The campaign worked. Guinness led the African beer market by 50% in 2000. Brand recognition reached a reported 95%, and volume growth rose up to 50% in some markets. Guinness sales doubled by 2003, two years ahead of schedule. Power's face became one of the most recognisable in Africa, as it adorned billboards, cardboard standees, posters, and television advertisements in African countries where Guinness is sold. Mitchell, dressed all in black, made numerous personal appearances as Power each year, visiting television and radio stations, newspapers, and Guinness breweries and distributors. His fame was such that his appearances received extensive news coverage, and many news services did not realize that he was merely a fictional character. Many Africans speculated about Power's country and village of origin. Mitchell, as Powers, answered questions with slogan-like ambiguity: "Nigerians should always believe in themselves . . . . They should hang in there and always believe that our best days are always ahead of us. Never give up on your dreams". When questioned about his background, the actor gave vague answers such as, "I am a man of Africa". One admirer in Douala remarked, "He makes us feel that we too can do things that other people can admire."

===Critical Assignment===
In 2003, Guinness produced the feature film Critical Assignment (French: Engagement critique). Mitchell, credited as Michael Power, stars. The film's focus on the world's water crisis gained endorsement from the United Nations Environment Programme (UNEP) and the film carries their Logo.

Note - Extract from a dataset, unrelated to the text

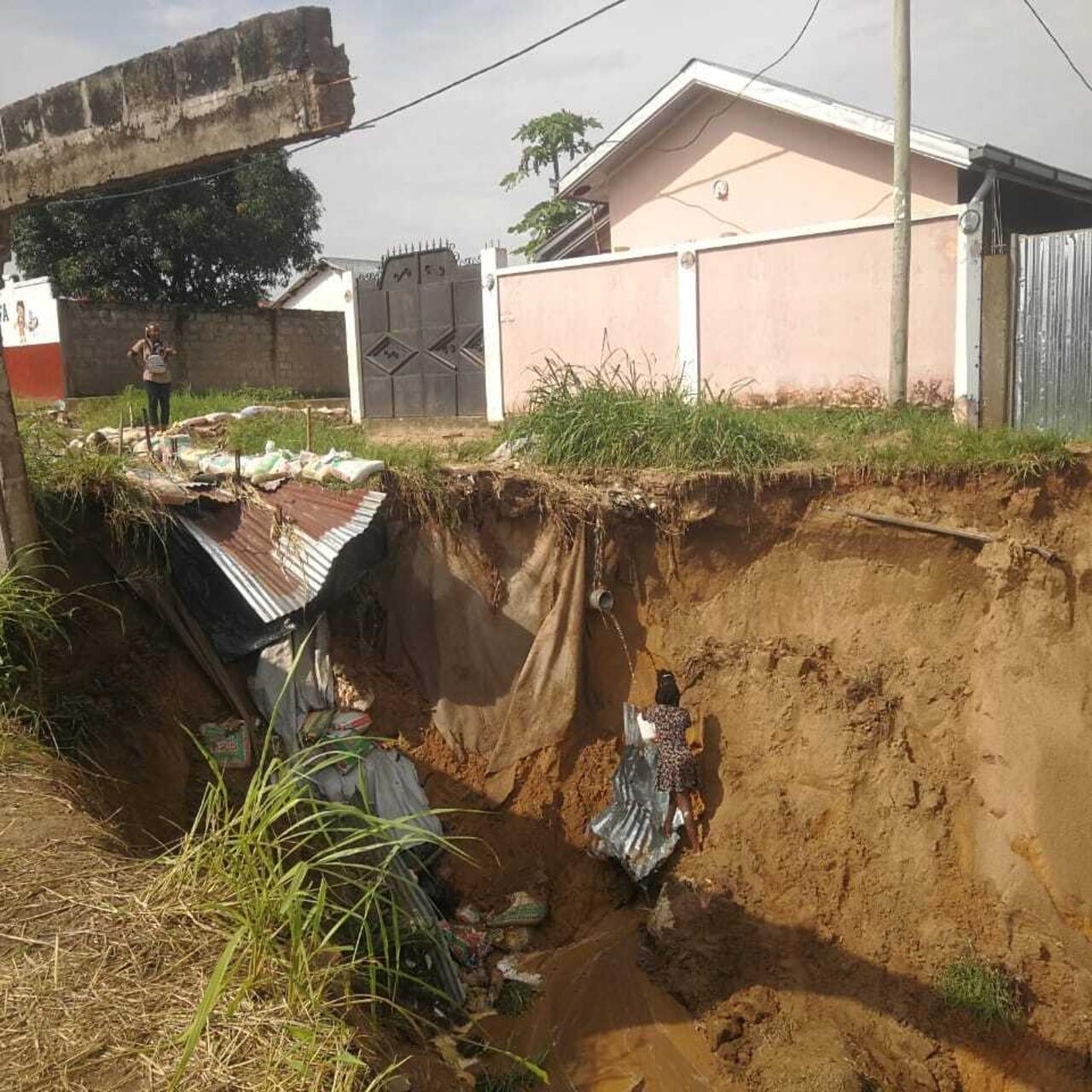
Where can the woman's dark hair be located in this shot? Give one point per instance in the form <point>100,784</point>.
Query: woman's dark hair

Critical Assignment was uniquely shot in five African countries, and engaged only local actors and crew. According to Frank, it is "the largest Pan-African marketing initiative ever undertaken by Guinness Africa".

The film went on to be distributed in the USA and the rest of the world. It opened the NY African Film Festival at the Lincoln Center for the Performing Arts in New York City, as well as won the Jury Prize for best Feature Film at the Hollywood Black Film Festival.

==Adam King campaign==
In 2002, Guinness applied the Michael Power formula to Asia with the character Adam King. The campaign featured such tag lines as: "Everyday someone, somewhere achieves something new. Sometimes on a grand, dramatic scale. Sometimes on a more personal scale." As of 2004, Guinness ranked among the top three beer labels in Singapore and Malaysia, with a 20 per cent marketshare across Southeast Asia. Malaysia was the brand's third largest market in the region and sixth largest market worldwide.

=="Guinness Greatness" campaign==
Diageo, owner of the Guinness brand, cancelled the Michael Power campaign in 2006. They replaced it with the "Guinness Greatness" campaign, which they claim emphasizes the "drop of greatness" in everyone, in contrast to the high-tension heroics of the Power character.